Disability is, more often than not, represented as a tragedy or as pitiable or as being a signifier of evil, yet on this TV show, that is seen globally, we have authentic, beautiful and joyful disability representation. We have seen what including disabled people in our lives, work places and communities can look like and I can't explain how empowering this is for me and the disabled community. To be given a chance to shine, a chance to step into our potential in a space that we want to be in, thrive in; that is where you will see disability authenticity burst through.
When I was a child I desperately wanted to be a ballerina. I obsessively watched The Nutcracker and dreamed that one day I could dance like that. My dance expressed itself in another way**- in the swimming pool and the Paralympics, where I had my own successes. But Rose has awoken that dream in me again - what will my next dance look like? I can see the possibility now… I know you will see me floating across the stage one day, whatever that stage may be. It is in this knowing that Rose has awoken the dreams of opportunity and possibility in the lives of many disabled children and adults all over the world.
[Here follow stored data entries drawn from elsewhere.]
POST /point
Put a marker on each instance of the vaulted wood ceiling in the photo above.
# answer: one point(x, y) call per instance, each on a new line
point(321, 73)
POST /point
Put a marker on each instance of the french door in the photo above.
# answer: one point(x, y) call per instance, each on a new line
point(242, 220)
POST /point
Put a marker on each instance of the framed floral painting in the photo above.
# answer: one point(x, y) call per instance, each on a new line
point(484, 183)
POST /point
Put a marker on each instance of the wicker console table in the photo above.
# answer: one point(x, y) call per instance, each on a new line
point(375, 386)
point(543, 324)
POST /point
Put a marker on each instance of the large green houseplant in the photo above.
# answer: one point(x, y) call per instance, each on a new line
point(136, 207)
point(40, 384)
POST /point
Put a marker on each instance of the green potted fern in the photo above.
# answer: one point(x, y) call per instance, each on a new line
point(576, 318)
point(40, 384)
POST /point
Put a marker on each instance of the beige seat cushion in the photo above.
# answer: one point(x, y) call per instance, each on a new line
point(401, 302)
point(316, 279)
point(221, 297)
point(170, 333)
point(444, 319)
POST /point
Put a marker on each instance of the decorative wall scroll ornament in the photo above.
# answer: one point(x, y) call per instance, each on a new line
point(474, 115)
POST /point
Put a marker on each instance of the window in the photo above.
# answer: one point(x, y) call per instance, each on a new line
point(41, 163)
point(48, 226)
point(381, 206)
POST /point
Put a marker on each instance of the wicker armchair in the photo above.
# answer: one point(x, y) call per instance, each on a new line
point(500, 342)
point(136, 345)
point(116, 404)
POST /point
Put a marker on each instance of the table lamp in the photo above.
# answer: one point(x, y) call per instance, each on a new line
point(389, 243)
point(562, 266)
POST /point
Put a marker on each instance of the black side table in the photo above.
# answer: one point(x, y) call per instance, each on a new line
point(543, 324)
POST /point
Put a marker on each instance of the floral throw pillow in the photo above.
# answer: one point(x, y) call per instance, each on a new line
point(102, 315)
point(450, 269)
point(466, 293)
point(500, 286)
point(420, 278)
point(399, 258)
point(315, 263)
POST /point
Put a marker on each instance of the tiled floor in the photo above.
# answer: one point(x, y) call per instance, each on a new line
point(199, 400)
And what about you? How are you going to step your allyship up? Just 48 hours after the final, Giovanni has showed his continuing commitment to allyship by announcing today that there will be British Sign Language interpreters provided for his forthcoming tour. He has adapted, learnt, and integrated that learning, so much so that it is now core to his very life. So I ask you, how can you make allyship and accessibility a core aspect of your life? How will you adapt the way that you do things to ensure that disabled people have access and inclusion? How will you listen and learn from the disabled people in your life and, like Giovanni, integrate it holistically into your work and community? How will you create a culture where disabled people feel they belong?
I am having a rest from the newsletter next Monday, like everyone, I am very tired after the strange and stressful year we have all had and I need a break. I will be back, however, on the 3rd of January 2022 - with a special offer for my subscribers - ohhhhhhhhhhhhhhhhh! So keep your eyes peeled for the 3rd.
In the meantime I want to thank you so much for all of your support and I want to wish you all a safe and happy holiday season and new year.
** It took a discussion with my friend Anj Handa to understand that my swimming career was my version of dancing at that point in my life. Thanks Anj for helping me see that.